Pressed about how Mr. Edwards could have a feel for women's problems that is even comparable to that of someone like Mrs. Clinton, Ms. Michelman said her concerns goes beyond identifying the issues. "He doesn't just understand. You have to begin with understanding. It's an understanding but it is a commitment…He understands in a way that is tied to all of his beliefs about lifting everyone up."
Mrs. Clinton's campaign declined to respond, but her allies dismissed as hyperbole much of the rhetoric from Ms. Michelman, who has signed on as a senior adviser to Mr. Edwards's presidential bid.
"I would argue that Hillary has a really good sensibility, as well, of what it's like to be a woman," the head of NARAL's New York chapter, Kelli Conlin, said with a chuckle.
The leader of a group that endorses and funds female candidates supportive of abortion rights, Ellen Malcolm of Emily's List, said Mr. Edwards's sensitivity can only go so far. "Every once in a while we get in a primary race where a man says he's the best woman in the race. I've never seen a candidate win with that argument yet. It's just ridiculous," she said.
"Hillary Clinton has spent her entire adult life working on behalf of women and children. She has a unique experience as a woman who has faced the obstacles in the way of women," Ms. Malcolm, whose organization has endorsed Mrs. Clinton, said. "No white man can understand the experience a woman has to go through to move ahead."
Ms. Michelman's decision, after a career in the women's movement, not to back the strongest female presidential candidate in history, has prompted speculation and grumbling in some quarters. Some suspect that Ms. Michelman is still fuming over a 2005 speech in which Mrs. Clinton called abortion "a sad, even tragic choice to many, many women" and said abortion should be reduced or eliminated by better promoting birth control measures. "I think Kate will never forgive Hillary for suggesting abortion should be rare," one New Yorker close to Mrs. Clinton said.
For what it's worth, both Mrs. Clinton and Mr. Edwards have 100% ratings from NARAL on their abortion-related votes.
When Ms. Michelman is asked what quibbles she has with Mrs. Clinton, the veteran activist replies by citing a preference for Mr. Edwards across a wide array of issues. They include health care and a so-called living wage, two areas where the 2004 vice presidential nominee has arguably staked out more aggressive positions than the former first lady. Ms.
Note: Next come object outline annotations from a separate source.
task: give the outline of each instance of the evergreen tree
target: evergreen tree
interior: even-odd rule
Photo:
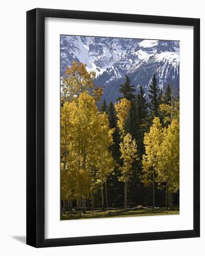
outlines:
[[[102,113],[105,112],[106,114],[108,111],[108,106],[105,100],[104,99],[100,107],[100,112]]]
[[[136,125],[137,126],[136,140],[140,157],[144,153],[144,134],[145,132],[147,131],[149,126],[147,107],[145,92],[142,87],[141,86],[136,101]]]
[[[120,87],[119,91],[122,94],[123,97],[118,98],[117,100],[120,100],[122,98],[125,98],[130,101],[135,100],[135,96],[134,93],[135,91],[135,89],[134,85],[130,84],[130,78],[128,76],[125,75],[125,82],[120,84]]]
[[[111,129],[115,128],[115,131],[113,134],[113,143],[110,146],[110,150],[112,152],[113,157],[117,162],[120,157],[119,144],[120,142],[120,131],[117,125],[117,118],[116,112],[112,101],[109,104],[108,108],[108,117],[109,120],[109,126]]]
[[[152,84],[149,86],[150,89],[149,90],[148,96],[150,99],[149,104],[149,108],[150,110],[153,117],[159,116],[159,89],[157,86],[157,79],[155,74],[154,74],[152,77]]]
[[[163,90],[161,88],[160,90],[160,93],[159,94],[159,105],[164,103],[164,95],[163,94]]]
[[[164,102],[165,104],[171,106],[172,101],[172,91],[171,90],[170,85],[168,84],[167,89],[165,91],[164,96]]]
[[[124,123],[123,129],[125,134],[128,133],[131,134],[133,139],[136,138],[137,132],[136,114],[135,104],[131,102],[130,108]]]

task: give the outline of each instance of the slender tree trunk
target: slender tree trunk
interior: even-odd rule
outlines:
[[[70,202],[70,214],[72,216],[72,214],[73,214],[73,201],[72,200],[72,199],[70,199],[69,202]]]
[[[107,182],[105,182],[105,200],[106,201],[106,208],[108,208],[108,193],[107,190]]]
[[[169,189],[170,187],[170,182],[168,182],[167,185],[167,202],[168,202],[168,207],[169,208],[171,208],[173,206],[173,195],[171,191]]]
[[[102,179],[101,177],[101,197],[102,197],[102,209],[104,209],[104,195],[103,195],[103,186],[102,183]]]
[[[64,214],[65,214],[65,201],[64,200],[63,201],[63,212]]]
[[[154,198],[154,169],[153,167],[153,172],[152,172],[152,175],[153,175],[153,180],[152,180],[152,189],[153,189],[153,209],[154,209],[155,207],[155,198]]]
[[[90,197],[91,197],[91,202],[92,204],[92,210],[94,211],[94,200],[93,195],[92,193],[90,194]]]
[[[81,210],[82,210],[82,195],[81,194],[80,195],[80,216],[81,216]]]
[[[167,191],[168,207],[169,208],[172,208],[173,206],[173,195],[172,192],[168,190]]]
[[[85,207],[86,207],[85,198],[84,197],[83,200],[83,213],[86,213],[86,212],[85,211]]]
[[[127,181],[126,181],[125,182],[125,201],[124,201],[124,209],[125,210],[127,210],[127,193],[128,193],[128,184]]]

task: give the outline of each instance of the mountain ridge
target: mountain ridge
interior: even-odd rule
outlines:
[[[142,85],[147,93],[155,73],[159,88],[168,83],[179,85],[179,42],[178,41],[61,35],[61,75],[73,61],[86,64],[95,71],[95,83],[102,86],[101,100],[115,102],[121,96],[118,90],[125,75],[136,88]]]

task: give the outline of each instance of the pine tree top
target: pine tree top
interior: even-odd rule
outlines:
[[[135,96],[134,93],[135,91],[135,88],[134,85],[130,84],[130,78],[128,75],[125,75],[125,82],[121,84],[120,87],[119,91],[122,94],[123,97],[118,98],[118,100],[122,98],[125,98],[130,101],[135,100]]]

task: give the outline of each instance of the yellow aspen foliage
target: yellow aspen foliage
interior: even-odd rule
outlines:
[[[68,67],[61,82],[61,97],[63,102],[76,100],[85,91],[93,89],[92,94],[96,101],[103,94],[102,87],[96,88],[93,82],[96,76],[94,72],[89,72],[86,65],[73,61],[72,66]]]
[[[131,102],[125,98],[123,98],[120,101],[115,104],[115,108],[117,113],[117,125],[122,134],[124,133],[124,124],[130,107]]]
[[[142,182],[145,186],[153,182],[153,172],[157,174],[158,155],[163,141],[163,128],[159,117],[155,117],[149,132],[145,133],[145,154],[142,156]]]
[[[130,134],[127,134],[122,141],[120,143],[120,151],[121,153],[120,158],[123,160],[123,165],[119,168],[121,176],[119,177],[119,180],[124,182],[124,208],[125,210],[127,210],[128,182],[133,176],[132,164],[135,160],[138,159],[137,145],[135,140],[132,139]]]
[[[99,167],[100,156],[104,179],[113,168],[108,149],[114,129],[109,128],[105,113],[98,112],[88,92],[81,93],[76,100],[61,108],[61,175],[65,181],[62,182],[62,196],[85,200],[90,196],[92,170]]]
[[[160,185],[166,182],[168,190],[177,192],[179,188],[179,124],[173,119],[165,128],[159,153],[158,179]]]

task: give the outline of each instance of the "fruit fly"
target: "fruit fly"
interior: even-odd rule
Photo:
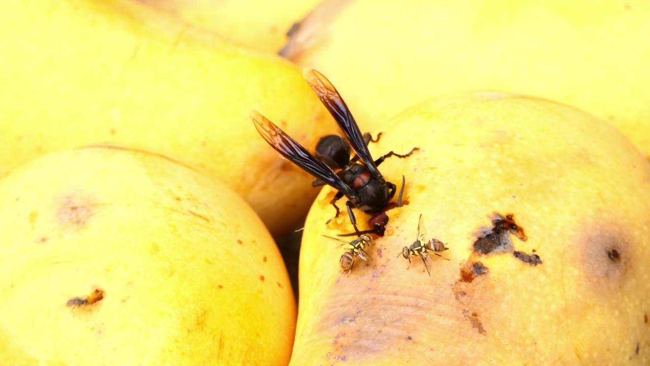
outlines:
[[[352,270],[352,266],[354,265],[354,261],[358,257],[364,260],[367,260],[368,259],[370,259],[370,260],[372,260],[370,255],[364,249],[367,246],[372,244],[372,239],[369,235],[363,234],[352,242],[346,242],[338,238],[333,238],[327,235],[323,235],[323,236],[340,242],[346,246],[346,248],[348,250],[341,256],[341,259],[339,260],[341,274],[348,272],[348,275],[350,275],[350,272]]]
[[[336,209],[335,217],[338,217],[340,212],[336,201],[344,195],[348,198],[346,204],[348,212],[352,207],[369,214],[381,212],[395,195],[396,186],[385,180],[377,166],[391,156],[409,156],[418,148],[413,148],[406,155],[391,151],[376,160],[373,160],[368,150],[367,137],[361,134],[350,109],[334,86],[316,70],[306,70],[304,74],[307,83],[343,130],[345,138],[341,137],[340,143],[329,137],[330,139],[322,141],[319,158],[264,116],[254,111],[253,122],[257,132],[283,156],[338,191],[330,201]],[[346,144],[354,150],[355,156],[352,159],[349,158],[350,152]],[[328,159],[324,159],[323,156]],[[335,172],[335,169],[339,171]],[[351,217],[350,220],[352,219]],[[359,232],[356,222],[352,223],[355,231]]]
[[[406,259],[408,259],[409,263],[411,262],[411,255],[419,256],[420,258],[422,258],[422,261],[424,263],[424,268],[426,268],[426,272],[430,276],[431,272],[429,271],[428,266],[426,265],[426,262],[429,260],[429,255],[427,254],[427,252],[431,251],[438,257],[445,258],[438,254],[438,253],[445,251],[449,248],[445,247],[445,244],[437,239],[430,239],[429,241],[425,243],[424,235],[426,234],[426,229],[424,227],[424,220],[421,214],[420,222],[417,224],[417,236],[415,237],[415,241],[411,244],[411,246],[402,248],[402,253],[400,254]],[[399,254],[397,255],[397,257],[399,256]],[[445,258],[445,259],[448,260],[447,258]]]
[[[87,305],[92,305],[96,302],[101,301],[104,298],[104,290],[101,289],[96,289],[94,291],[92,292],[88,297],[85,298],[73,298],[66,303],[66,306],[72,306],[72,309],[70,310],[74,310],[77,306],[85,306]]]

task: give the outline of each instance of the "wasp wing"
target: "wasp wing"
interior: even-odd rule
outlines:
[[[343,192],[348,197],[354,195],[354,191],[344,183],[330,167],[317,159],[280,127],[256,111],[253,112],[252,117],[259,134],[283,156],[317,178]]]
[[[323,74],[315,70],[305,69],[303,76],[307,80],[307,83],[311,87],[311,89],[345,133],[357,156],[363,160],[373,175],[381,176],[357,122],[354,120],[350,109],[334,85]]]

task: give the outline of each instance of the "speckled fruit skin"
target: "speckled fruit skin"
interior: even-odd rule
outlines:
[[[348,218],[326,224],[334,192],[317,199],[292,366],[648,364],[650,165],[625,137],[571,107],[497,92],[433,99],[379,131],[375,157],[421,148],[380,166],[406,176],[406,204],[347,277],[344,249],[322,235],[351,232]],[[527,240],[476,253],[495,212],[514,214]],[[448,260],[432,255],[430,277],[401,255],[421,214],[425,238],[449,248]],[[486,272],[467,275],[475,263]]]
[[[96,144],[151,151],[221,179],[274,236],[318,193],[250,122],[301,143],[333,122],[300,70],[131,0],[10,0],[0,12],[0,178],[47,152]]]
[[[282,258],[223,183],[90,147],[0,180],[0,364],[286,365]],[[93,305],[66,306],[96,289]]]
[[[368,129],[433,96],[502,90],[594,114],[647,158],[649,18],[627,0],[325,0],[283,54],[326,75]]]

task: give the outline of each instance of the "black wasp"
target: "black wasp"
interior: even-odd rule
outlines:
[[[415,241],[411,244],[411,246],[403,247],[402,249],[402,253],[400,254],[403,255],[406,259],[408,259],[409,263],[411,262],[411,255],[420,256],[420,257],[422,258],[422,261],[424,263],[424,268],[426,268],[426,272],[430,276],[431,272],[429,272],[429,267],[426,265],[426,261],[429,260],[429,256],[426,254],[426,253],[428,251],[431,251],[436,255],[445,258],[436,252],[445,251],[449,248],[445,247],[445,244],[437,239],[430,239],[425,243],[424,235],[426,234],[426,229],[424,227],[424,220],[421,214],[420,222],[417,224],[417,236],[415,237]],[[397,255],[397,257],[399,256],[400,255]],[[445,259],[447,259],[447,258]],[[447,260],[448,260],[448,259],[447,259]]]
[[[348,275],[350,275],[350,272],[352,270],[352,266],[354,266],[354,261],[358,257],[364,260],[367,260],[369,259],[370,260],[372,260],[372,258],[365,250],[366,247],[372,244],[372,239],[369,235],[361,234],[352,242],[346,242],[338,238],[333,238],[327,235],[323,235],[323,236],[330,238],[347,246],[346,247],[348,250],[341,255],[341,259],[339,260],[339,264],[341,266],[341,273],[342,274],[348,272]]]
[[[406,155],[391,151],[376,160],[373,160],[367,147],[369,135],[364,137],[361,134],[347,105],[332,83],[315,70],[306,69],[303,74],[307,83],[343,130],[346,138],[341,137],[341,142],[338,143],[335,138],[324,137],[331,139],[321,139],[319,158],[316,158],[273,122],[259,113],[253,112],[253,122],[257,132],[285,158],[339,191],[330,201],[336,209],[335,217],[339,214],[336,201],[343,195],[348,197],[346,205],[350,214],[353,206],[369,214],[380,212],[395,195],[396,186],[384,179],[377,166],[390,156],[406,158],[418,148],[413,148]],[[356,153],[354,158],[350,158],[348,146],[352,147]],[[338,171],[335,172],[334,169]],[[359,232],[354,215],[350,214],[350,218],[357,233],[383,234],[383,231],[378,228]]]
Michelman also mentions her own stint on welfare, gesturing perhaps to the objections some liberals had to the welfare reform law President Clinton signed over a decade ago.
Still, the longtime abortion rights champion acknowledges that some of her enthusiasm for Mr. Edwards springs from an intangible affinity she can't quite explain. "It is hard to describe. I am inspired by him," she said.
"If John Edwards were to win and become the first female president, who would design his inaugural gown?"